C’est dire que l’amour se déploie dans toute la richesse et la fécondité de ses manifestations – dont on peut tout juste chercher alors à épouser les contours pour tâcher de comprendre ce qu’est un vivant animé. Si l’on peut de ce fait le constater toujours à l’œuvre, il devient beaucoup plus difficile de le contester.
Ainsi, dans le pire des cas, s’il n’est guère envisageable d’aimer rationnellement (on sait quelle misère produisirent les mariages dits « de raison » fut un temps), loisir nous est donné d’aimer raisonnablement, ce afin de ne pas verser dans l’illusion du fanatisme toujours possible, que ce soit en matière de politique, de science ou de religion.
Frédéric Grolleau, Le Philosophoire, n°11 (2000). |
Première étape
l'énonciation :
Une première, voire une seconde, lecture doit vous amener à
identifier les caractères essentiels du texte, que votre résumé devra
reproduire :
- situation d'énonciation (de type expressif ici);
- niveau de langue (soutenu);
- vocabulaire : le texte ne présente pas de sérieuses difficultés sur ce plan.
Attention néanmoins aux mots axiologique, viatique, protéiforme, oblation, symposium, heuristique, polysémique.
Deuxième étape
thème, thèse :
- Efforcez-vous de formuler pour vous-même le sujet du texte (au
besoin, donnez-lui un titre.
Ici, le texte pourrait s'intituler : L'amour est-il raisonnable ?).
- Plus important encore : repérez la (ou les) thèse(s) et prenez soin
de la (les) rédiger rapidement.
Dans ce texte, l'auteur, estime qu'à défaut d'aimer rationnellement, il est possible d'aimer raisonnablement (sic).
Troisième étape
l'organisation :
La lecture du texte vous fait percevoir par les paragraphes différentes
unités de sens. Nous avons fait précéder d'une "puce" () les principales. Cependant les paragraphes constituent des indices
insuffisants de l'organisation. Vous savez que tout raisonnement
discursif s'accompagne de connexions logiques (nous les soulignons en rouge : en gras
pour les connexions essentielles) qui vous feront percevoir
l'enchaînement des arguments.
Le texte s'articule en trois mouvements : le premier insiste sur l’irrationalité de l'amour; le deuxième tente de rapprocher amour et raison; le troisième s'inscrit dans une synthèse en distinguant rationnel et raisonnable.
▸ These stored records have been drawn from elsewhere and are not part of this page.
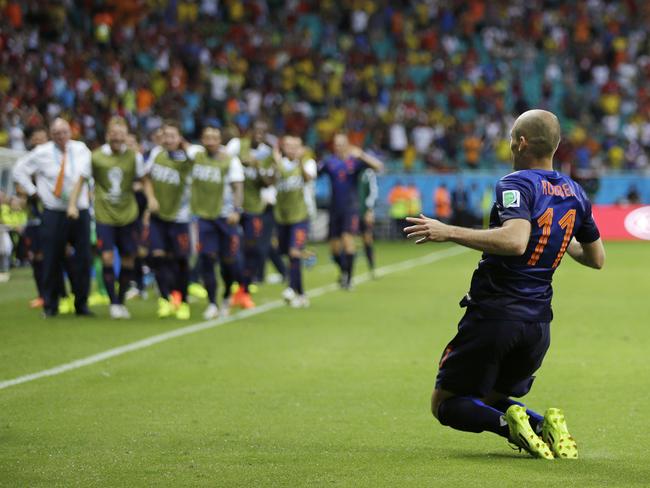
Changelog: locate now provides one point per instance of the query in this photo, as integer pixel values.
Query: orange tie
(58, 186)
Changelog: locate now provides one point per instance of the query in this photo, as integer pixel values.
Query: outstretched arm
(509, 240)
(591, 254)
(367, 158)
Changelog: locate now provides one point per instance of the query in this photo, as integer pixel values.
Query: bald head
(60, 132)
(536, 133)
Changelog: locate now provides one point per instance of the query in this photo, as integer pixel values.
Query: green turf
(336, 395)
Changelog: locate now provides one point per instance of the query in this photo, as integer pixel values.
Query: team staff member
(58, 167)
(31, 235)
(114, 168)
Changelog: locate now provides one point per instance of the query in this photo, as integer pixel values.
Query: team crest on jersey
(511, 198)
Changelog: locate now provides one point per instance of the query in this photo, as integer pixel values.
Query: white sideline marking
(210, 324)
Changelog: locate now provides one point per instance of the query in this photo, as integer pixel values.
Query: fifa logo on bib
(115, 176)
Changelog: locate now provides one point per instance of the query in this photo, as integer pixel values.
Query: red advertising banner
(623, 222)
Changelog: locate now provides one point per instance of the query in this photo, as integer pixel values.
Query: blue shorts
(32, 240)
(292, 236)
(493, 355)
(253, 227)
(218, 237)
(343, 222)
(364, 227)
(171, 237)
(125, 237)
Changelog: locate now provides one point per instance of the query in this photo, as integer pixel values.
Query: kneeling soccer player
(503, 337)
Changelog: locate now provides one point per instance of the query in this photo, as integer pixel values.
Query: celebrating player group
(219, 202)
Comme toujours dans une argumentation, les arguments
s'accompagnent d'exemples : leur caractère concret et circonstancié
vous permet de les repérer d'emblée (nous les soulignons en bleu).
C'est cette organisation que nous
vous invitons à représenter précisément dans un tableau de
structure : ne pensez pas que le fait d'établir ce tableau au
brouillon vous fera perdre du temps. Une fois rempli, il vous permettra
au contraire d'aller plus vite dans la reformulation, chaque unité de
sens étant nettement repérée :
- la colonne Parties sépare chaque étape de l'argumentation,
que la colonne Sous-Parties décompose si nécessaire.
- la colonne Arguments vous permet d'identifier rapidement
chaque argument et d'aller déjà vers son expression la plus concise en
repérant les mots-clefs. C'est cette colonne, surtout, qui vous sera
précieuse.
- quant à la colonne Exemples, elle vous permet de repérer ce
que votre résumé pourra ensuite ignorer (attention cependant au fait
qu'un long paragraphe d'exemples peut avoir une valeur argumentative !).